In our introductory post to The Idea Lobby, Emily Badger looks at the numbers and sees the furthest right any Democratic senator reaches is still a ways from the furthest left of any GOP colleague.

The health care debate in Congress for months focused on the “gang of six,” a group of three Democrats and three Republicans in the Senate Finance Committee who spent endless hours barricaded on the Hill trying to divine a compromise that members of both parties could support.

Today, the Finance Committee finally voted on the bill that work ultimately produced. And just one Republican said “yea.” It seemed a strange conclusion to what was supposed to be the most sincere and serious-minded bipartisan effort in town.

Barack Obama might deride this as “politics as usual,” a bitter party-line vote as an act of political symbolism and not an effort at meaningful policy-making. But in fact, the moment — and the entire health care debate — represents the culmination of a decades-long trend in the capitol: There is no longer a center in the Senate.

Or, as William Galston at the Brookings Institution put it, the most conservative Democrat in the Senate is still well to the left of the most liberal Republican.

Keith Poole, a professor at the University of California at San Diego, and several other political scientists have illustrated exactly what this fact looks like.
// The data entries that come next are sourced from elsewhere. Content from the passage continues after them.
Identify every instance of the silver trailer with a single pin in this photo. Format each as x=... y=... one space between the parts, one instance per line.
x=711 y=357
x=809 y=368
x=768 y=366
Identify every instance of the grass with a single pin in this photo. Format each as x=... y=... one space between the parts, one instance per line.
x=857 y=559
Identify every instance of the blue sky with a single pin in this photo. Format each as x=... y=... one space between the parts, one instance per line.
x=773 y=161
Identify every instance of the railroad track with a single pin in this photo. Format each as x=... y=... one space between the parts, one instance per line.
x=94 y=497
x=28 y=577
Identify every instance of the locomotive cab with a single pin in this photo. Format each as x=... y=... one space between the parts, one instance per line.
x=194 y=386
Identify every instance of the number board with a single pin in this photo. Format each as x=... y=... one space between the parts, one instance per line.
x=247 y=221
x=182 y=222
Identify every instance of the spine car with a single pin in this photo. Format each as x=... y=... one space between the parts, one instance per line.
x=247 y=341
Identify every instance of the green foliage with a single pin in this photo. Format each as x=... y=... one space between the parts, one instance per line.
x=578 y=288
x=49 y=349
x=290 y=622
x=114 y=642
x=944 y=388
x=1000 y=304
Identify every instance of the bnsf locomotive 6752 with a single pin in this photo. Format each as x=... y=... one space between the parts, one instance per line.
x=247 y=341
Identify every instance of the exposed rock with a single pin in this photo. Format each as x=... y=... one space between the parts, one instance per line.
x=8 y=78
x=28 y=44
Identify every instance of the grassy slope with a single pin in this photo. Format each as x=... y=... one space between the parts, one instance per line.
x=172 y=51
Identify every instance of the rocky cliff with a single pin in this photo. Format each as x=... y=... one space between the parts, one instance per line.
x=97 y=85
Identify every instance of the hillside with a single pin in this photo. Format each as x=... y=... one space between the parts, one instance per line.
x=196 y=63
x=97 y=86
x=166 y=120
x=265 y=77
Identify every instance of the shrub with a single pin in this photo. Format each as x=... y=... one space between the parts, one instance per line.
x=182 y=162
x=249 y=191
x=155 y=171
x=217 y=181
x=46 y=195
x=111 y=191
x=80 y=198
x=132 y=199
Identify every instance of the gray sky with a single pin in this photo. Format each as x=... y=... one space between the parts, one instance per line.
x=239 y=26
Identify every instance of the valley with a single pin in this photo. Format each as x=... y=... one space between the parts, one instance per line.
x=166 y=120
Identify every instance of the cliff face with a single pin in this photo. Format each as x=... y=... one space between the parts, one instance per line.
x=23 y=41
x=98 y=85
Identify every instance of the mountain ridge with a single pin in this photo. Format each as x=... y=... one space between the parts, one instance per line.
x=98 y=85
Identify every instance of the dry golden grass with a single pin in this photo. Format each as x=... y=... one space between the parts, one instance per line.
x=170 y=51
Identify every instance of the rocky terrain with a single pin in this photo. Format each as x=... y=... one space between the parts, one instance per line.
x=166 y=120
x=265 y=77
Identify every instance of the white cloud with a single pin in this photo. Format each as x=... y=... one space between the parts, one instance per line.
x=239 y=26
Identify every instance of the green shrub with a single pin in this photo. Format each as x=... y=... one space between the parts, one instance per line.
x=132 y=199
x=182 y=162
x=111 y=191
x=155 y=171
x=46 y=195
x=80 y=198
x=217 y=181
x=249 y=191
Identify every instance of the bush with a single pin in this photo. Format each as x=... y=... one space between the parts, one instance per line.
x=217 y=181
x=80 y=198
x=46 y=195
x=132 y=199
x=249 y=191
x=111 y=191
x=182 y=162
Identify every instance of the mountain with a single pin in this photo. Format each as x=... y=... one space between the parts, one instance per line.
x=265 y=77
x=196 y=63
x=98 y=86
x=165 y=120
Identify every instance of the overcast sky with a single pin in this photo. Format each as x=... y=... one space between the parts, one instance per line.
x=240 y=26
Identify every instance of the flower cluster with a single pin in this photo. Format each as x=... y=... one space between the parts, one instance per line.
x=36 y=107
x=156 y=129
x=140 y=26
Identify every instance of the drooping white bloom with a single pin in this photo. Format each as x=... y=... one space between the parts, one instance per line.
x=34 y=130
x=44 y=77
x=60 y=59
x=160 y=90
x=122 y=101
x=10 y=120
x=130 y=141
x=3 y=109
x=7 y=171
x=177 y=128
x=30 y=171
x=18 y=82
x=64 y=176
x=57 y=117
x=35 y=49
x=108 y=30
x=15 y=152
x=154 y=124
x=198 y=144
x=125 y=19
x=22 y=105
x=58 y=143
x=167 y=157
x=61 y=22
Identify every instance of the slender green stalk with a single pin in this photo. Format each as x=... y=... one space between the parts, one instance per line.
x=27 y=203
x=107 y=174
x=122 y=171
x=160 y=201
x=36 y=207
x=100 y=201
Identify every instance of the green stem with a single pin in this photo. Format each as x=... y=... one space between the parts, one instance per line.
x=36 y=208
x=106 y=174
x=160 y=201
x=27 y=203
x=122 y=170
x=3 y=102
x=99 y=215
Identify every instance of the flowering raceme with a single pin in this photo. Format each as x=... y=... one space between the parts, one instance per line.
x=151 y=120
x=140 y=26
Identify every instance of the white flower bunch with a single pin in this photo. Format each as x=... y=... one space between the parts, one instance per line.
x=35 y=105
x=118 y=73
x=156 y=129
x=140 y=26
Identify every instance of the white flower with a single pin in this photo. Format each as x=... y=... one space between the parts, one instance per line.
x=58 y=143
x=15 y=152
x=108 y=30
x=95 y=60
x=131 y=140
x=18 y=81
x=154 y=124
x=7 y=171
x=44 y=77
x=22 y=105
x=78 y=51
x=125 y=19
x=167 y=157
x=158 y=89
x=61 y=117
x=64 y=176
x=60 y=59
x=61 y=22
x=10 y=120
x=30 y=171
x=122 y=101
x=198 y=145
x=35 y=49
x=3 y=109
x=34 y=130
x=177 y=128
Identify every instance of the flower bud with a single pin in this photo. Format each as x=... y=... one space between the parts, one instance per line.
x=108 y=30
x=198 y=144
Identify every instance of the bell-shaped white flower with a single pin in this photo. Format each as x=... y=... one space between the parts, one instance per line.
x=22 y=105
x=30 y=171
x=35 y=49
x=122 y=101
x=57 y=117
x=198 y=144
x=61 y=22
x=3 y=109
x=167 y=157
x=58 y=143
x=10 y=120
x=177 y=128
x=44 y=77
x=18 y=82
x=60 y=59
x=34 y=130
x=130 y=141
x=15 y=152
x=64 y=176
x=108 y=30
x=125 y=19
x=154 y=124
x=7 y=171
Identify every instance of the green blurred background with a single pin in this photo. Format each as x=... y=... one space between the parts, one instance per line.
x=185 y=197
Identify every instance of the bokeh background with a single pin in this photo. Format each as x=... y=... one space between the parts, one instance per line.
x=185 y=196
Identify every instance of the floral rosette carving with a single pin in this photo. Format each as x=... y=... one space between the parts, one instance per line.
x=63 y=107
The group developed a system (best explained here by mathematician Jordan Ellenberg) that plots individual politicians, and entire classes of Congress, on a numeric scale from liberal to conservative based on their roll-call votes. The tool allows for the direct comparison of politicians over time.

These three histograms show the steady polarization of Congress since the 1970s: In the most recent data, there is virtually no overlap between the parties (movement that mirrors the more widely researched polarization of the American public). As Poole dryly sums up: “Modern American politics is completely dysfunctional. There are no moderates left in either political party.”

He attributes the trend to the rightward movement of the Republican Party after the civil rights movement and the realignment of Southern Democrats. Individual politicians didn’t become more conservative; rather, moderates were slowly replaced, just as Southern Democrats were largely replaced by Republicans.

The shift follows wide ideological overlap between the two parties from roughly World War I through the early 1960s. (Poole has analyzed congresses dating back to the end of Reconstruction here).

The full data suggests that this is not just a polarized moment in politics, but the most polarized the legislature has been in more than a century. That makes Obama the first president to try to push a sweeping entitlement reform through a legislature with no center.

The problem is compounded by what Poole calls the one-dimensional nature of Congress today, where the differences between politicians boil down to the question of government’s role in the economy. Representatives were split in the past along regional lines as well due to racial issues, but with the outlawing of segregation, most of those issues today have been recast as economic questions of redistribution.

As for where we go next: “Something’s got to break,” Poole said. “This can’t continue forever.

“I think what you’re seeing now is the crack-up, and the crack-up is that Congress will not be able to control entitlement spending. Democrats can pass things because they’ve got these big majorities, but they won’t stick.”

Poole’s parting thought: Even if Democrats return to their mid-20th century extended majority in Congress, the U.S. could never become the type of social democracy modeled in Europe. Europe can afford to devote a larger share of GDP to social programs; it has outsourced much of its defense (and defense of assets like global shipping lanes) to America. That means the U.S. may not be able to afford health care for its own because it pays for security for the world.